Sunday 10 July 2016

1,001 Films: "Last Tango in Paris" (1972)


Back in 1972 - the year of Deep Throat - Last Tango in Paris was the respectable face of screen erotica, a movie for audiences too timid to try anything that might be tarred with the porno brush. Nowadays, it's possible to see Bertolucci's film for what it perhaps always was: yes, the progenitor of the same cinema of extremes that later brought us The Piano Teacher and anything directed by Catherine Breillat (who has a minor speaking role here); but also the hetero Death in Venice - i.e. a phony classic, a preposterous, overrated, never-especially-sexy psychodrama operating somewhere between a light snooze and a total turn-off.
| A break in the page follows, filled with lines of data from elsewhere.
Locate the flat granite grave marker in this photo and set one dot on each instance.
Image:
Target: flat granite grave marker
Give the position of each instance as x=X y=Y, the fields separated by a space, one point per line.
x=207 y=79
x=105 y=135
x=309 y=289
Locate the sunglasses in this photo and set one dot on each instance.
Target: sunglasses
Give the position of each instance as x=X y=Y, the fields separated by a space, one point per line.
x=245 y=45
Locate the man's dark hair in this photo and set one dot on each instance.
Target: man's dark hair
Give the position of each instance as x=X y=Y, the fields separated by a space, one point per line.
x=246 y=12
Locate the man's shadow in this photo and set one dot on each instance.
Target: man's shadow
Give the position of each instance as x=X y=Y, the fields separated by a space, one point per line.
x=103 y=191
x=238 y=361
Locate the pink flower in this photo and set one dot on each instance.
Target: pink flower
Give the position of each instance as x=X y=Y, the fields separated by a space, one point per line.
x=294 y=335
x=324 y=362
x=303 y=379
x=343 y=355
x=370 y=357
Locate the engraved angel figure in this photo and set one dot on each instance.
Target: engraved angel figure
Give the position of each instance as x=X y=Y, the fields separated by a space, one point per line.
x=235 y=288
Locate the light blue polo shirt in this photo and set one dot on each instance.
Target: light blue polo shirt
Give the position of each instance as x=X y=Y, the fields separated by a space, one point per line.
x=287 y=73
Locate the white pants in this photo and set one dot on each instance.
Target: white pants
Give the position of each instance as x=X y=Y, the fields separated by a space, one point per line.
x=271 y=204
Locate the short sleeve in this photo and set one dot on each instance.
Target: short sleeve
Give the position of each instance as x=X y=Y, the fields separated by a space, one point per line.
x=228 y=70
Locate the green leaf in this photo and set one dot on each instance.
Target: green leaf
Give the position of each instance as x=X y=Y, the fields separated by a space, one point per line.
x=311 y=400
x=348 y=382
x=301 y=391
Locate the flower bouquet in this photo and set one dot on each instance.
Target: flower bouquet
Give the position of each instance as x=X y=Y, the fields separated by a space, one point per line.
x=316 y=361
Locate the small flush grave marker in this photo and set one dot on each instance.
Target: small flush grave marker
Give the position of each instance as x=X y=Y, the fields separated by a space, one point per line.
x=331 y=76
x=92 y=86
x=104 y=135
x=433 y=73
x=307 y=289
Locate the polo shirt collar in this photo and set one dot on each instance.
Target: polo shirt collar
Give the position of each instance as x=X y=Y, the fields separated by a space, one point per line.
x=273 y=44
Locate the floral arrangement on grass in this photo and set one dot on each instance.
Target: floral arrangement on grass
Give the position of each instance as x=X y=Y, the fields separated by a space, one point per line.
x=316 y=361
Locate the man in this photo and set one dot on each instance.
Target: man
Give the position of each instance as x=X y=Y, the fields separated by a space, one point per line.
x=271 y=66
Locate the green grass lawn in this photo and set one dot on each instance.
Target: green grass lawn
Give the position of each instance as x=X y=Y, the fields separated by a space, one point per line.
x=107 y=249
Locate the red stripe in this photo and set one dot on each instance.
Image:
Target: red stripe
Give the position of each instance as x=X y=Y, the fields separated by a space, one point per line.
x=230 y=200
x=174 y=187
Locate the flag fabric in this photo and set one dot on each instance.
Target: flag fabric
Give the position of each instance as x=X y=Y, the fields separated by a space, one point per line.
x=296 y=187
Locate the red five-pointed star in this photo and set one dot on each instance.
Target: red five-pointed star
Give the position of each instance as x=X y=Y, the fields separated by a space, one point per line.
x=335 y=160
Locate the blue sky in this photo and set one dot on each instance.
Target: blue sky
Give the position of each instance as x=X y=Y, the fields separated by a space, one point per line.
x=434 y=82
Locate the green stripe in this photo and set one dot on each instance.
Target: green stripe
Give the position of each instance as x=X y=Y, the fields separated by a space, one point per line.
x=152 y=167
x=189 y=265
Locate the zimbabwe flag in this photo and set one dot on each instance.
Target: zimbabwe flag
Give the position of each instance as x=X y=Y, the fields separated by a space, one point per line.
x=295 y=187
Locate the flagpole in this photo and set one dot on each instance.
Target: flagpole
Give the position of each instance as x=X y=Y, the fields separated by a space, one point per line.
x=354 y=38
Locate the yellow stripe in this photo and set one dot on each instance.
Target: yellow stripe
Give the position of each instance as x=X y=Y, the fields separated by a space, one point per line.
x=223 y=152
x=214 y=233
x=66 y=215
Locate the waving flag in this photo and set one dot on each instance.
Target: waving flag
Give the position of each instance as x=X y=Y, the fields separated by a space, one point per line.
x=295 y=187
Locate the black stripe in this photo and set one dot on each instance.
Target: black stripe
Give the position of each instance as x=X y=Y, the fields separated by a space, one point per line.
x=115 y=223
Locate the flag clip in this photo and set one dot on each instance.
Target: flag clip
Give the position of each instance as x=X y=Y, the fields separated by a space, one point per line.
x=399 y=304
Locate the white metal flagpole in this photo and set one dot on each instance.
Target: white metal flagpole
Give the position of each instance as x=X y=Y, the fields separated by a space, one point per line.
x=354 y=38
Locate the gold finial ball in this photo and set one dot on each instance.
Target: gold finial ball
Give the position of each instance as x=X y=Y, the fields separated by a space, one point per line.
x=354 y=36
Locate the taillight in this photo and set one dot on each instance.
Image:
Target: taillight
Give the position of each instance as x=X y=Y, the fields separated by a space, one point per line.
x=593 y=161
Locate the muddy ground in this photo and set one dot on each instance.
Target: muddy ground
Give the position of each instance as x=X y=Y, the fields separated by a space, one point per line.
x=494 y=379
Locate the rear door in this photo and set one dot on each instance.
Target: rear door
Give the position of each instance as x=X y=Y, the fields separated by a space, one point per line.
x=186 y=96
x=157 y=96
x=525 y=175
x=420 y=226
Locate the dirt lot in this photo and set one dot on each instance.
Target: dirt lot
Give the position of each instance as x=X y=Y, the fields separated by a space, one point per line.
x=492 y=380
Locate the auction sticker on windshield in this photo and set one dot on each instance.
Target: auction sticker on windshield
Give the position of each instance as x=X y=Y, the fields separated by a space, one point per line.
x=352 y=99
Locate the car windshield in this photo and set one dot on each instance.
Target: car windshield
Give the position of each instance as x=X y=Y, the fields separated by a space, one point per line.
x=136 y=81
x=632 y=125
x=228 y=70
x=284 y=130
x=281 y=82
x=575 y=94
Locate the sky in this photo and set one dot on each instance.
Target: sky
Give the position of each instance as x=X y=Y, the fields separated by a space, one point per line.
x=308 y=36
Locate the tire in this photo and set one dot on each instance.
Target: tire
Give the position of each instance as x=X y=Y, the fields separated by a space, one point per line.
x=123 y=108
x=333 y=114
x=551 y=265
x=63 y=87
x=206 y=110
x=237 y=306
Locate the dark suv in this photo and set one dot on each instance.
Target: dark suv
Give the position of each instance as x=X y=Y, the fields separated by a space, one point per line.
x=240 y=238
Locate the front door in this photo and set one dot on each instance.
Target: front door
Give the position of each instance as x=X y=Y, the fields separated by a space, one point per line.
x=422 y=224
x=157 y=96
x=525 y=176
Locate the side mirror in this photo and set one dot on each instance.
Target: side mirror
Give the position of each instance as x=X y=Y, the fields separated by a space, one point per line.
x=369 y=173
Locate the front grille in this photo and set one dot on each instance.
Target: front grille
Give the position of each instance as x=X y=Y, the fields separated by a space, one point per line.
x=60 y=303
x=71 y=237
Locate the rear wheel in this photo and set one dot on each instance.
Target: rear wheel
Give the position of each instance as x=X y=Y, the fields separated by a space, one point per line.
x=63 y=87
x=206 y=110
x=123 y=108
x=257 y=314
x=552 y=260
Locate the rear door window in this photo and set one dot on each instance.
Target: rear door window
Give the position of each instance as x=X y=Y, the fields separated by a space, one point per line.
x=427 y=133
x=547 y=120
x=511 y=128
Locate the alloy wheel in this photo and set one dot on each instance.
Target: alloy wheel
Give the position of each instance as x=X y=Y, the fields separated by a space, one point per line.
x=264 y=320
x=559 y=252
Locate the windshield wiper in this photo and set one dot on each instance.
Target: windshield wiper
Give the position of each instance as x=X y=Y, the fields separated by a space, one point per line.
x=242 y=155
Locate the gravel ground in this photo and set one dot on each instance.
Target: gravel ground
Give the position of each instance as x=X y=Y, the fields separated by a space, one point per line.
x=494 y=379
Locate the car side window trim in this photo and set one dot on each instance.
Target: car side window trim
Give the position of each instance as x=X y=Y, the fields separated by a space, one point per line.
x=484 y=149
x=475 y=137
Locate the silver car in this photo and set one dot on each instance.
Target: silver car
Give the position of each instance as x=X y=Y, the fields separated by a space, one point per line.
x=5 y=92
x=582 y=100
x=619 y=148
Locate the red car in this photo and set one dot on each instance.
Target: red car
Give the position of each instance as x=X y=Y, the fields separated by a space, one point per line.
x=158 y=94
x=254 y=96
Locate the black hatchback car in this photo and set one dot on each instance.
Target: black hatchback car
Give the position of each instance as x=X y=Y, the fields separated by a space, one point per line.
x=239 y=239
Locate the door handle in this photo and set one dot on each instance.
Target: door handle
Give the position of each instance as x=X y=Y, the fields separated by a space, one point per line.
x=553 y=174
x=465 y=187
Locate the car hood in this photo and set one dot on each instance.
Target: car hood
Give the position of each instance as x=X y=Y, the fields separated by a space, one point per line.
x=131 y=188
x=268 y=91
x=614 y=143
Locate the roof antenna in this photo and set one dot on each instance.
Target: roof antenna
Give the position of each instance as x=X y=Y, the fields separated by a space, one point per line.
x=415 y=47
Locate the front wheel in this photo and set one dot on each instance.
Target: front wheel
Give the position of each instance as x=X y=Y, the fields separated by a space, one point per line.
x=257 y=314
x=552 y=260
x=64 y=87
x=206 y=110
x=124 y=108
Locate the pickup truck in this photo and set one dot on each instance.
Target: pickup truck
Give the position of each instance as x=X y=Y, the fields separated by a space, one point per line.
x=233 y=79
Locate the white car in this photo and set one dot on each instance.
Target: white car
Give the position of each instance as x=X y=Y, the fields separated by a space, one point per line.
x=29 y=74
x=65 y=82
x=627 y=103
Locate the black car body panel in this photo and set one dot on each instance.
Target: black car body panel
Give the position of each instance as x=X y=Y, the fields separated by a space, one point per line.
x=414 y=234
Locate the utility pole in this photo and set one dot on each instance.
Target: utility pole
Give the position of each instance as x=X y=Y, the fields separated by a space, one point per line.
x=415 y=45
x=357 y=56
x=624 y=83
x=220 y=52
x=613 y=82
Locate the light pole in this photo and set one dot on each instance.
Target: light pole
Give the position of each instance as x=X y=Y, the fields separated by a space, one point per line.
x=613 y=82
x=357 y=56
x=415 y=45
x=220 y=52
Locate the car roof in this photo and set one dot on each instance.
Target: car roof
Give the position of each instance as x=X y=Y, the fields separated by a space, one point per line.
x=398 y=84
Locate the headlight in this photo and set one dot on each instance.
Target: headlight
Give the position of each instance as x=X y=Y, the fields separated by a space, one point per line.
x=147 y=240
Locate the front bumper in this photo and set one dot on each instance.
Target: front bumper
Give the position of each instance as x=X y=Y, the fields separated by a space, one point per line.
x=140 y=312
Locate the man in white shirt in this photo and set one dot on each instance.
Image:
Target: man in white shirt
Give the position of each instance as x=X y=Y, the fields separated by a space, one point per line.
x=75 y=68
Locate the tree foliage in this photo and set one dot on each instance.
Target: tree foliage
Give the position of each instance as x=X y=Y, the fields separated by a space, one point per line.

Weirdly haired, raincoat-clad, middle-aged miseryguts Marlon Brando, torturing himself and everybody else around him because of a suicide he probably caused, turns up to view an empty Paris flat that boasts one very mod con: the ripe and pouting yet supremely suggestible 70s chick Maria Schneider. He mumbles something that sounds like "I'll take it" - he's not solely talking about the appartement, you understand - and the two strike up a sulky, sadomasochistic affair in which sex serves both as a balm and a way to forget, and from which there can only ever be one way out.

Then-modish addenda include some wannabe Godard-Truffaut scenes featuring Jean-Pierre Leaud as a director with whom Schneider at least gets to have some degree of fun; with Brando, alas, she spends half her time listening to his incredibly tedious anecdotes ("the ass of death... the womb of fear," he drones, to cite but two of the script's rejected subtitles for Star Trek movies), and the other half getting manhandled to such an extent that she was later to complain about her on-set treatment. The nadir, of course, arrives when Brando performs his "knob of butter" trick on his sobbing conquest, where you don't know what's worse: the intimations of anal rape, or the leading man's horrible Dralon trousers, worn at a solemn half-mast.

As films about lovers attempting to shut out the real world go, it really isn't a patch on the resonant and formally controlled In the Realm of the Senses, though it might serve as an early example of the way Brando would routinely unbalance his 1970s work, a tendency (a personality flaw?) visible in everything from The Missouri Breaks to Apocalypse Now, becoming a burden apt to break the back of any film so conspicuously groping towards naturalism. A lot of Tango, specifically, now looks like chestbeating chauvinist nonsense, all po faces engaged in zipless fucks, and emotional truth was simply never on the agenda. Let's put this on the record once and for all: no two people in the history of mankind have ever had a relationship like this.

Last Tango in Paris is available on DVD through 20th Century Fox.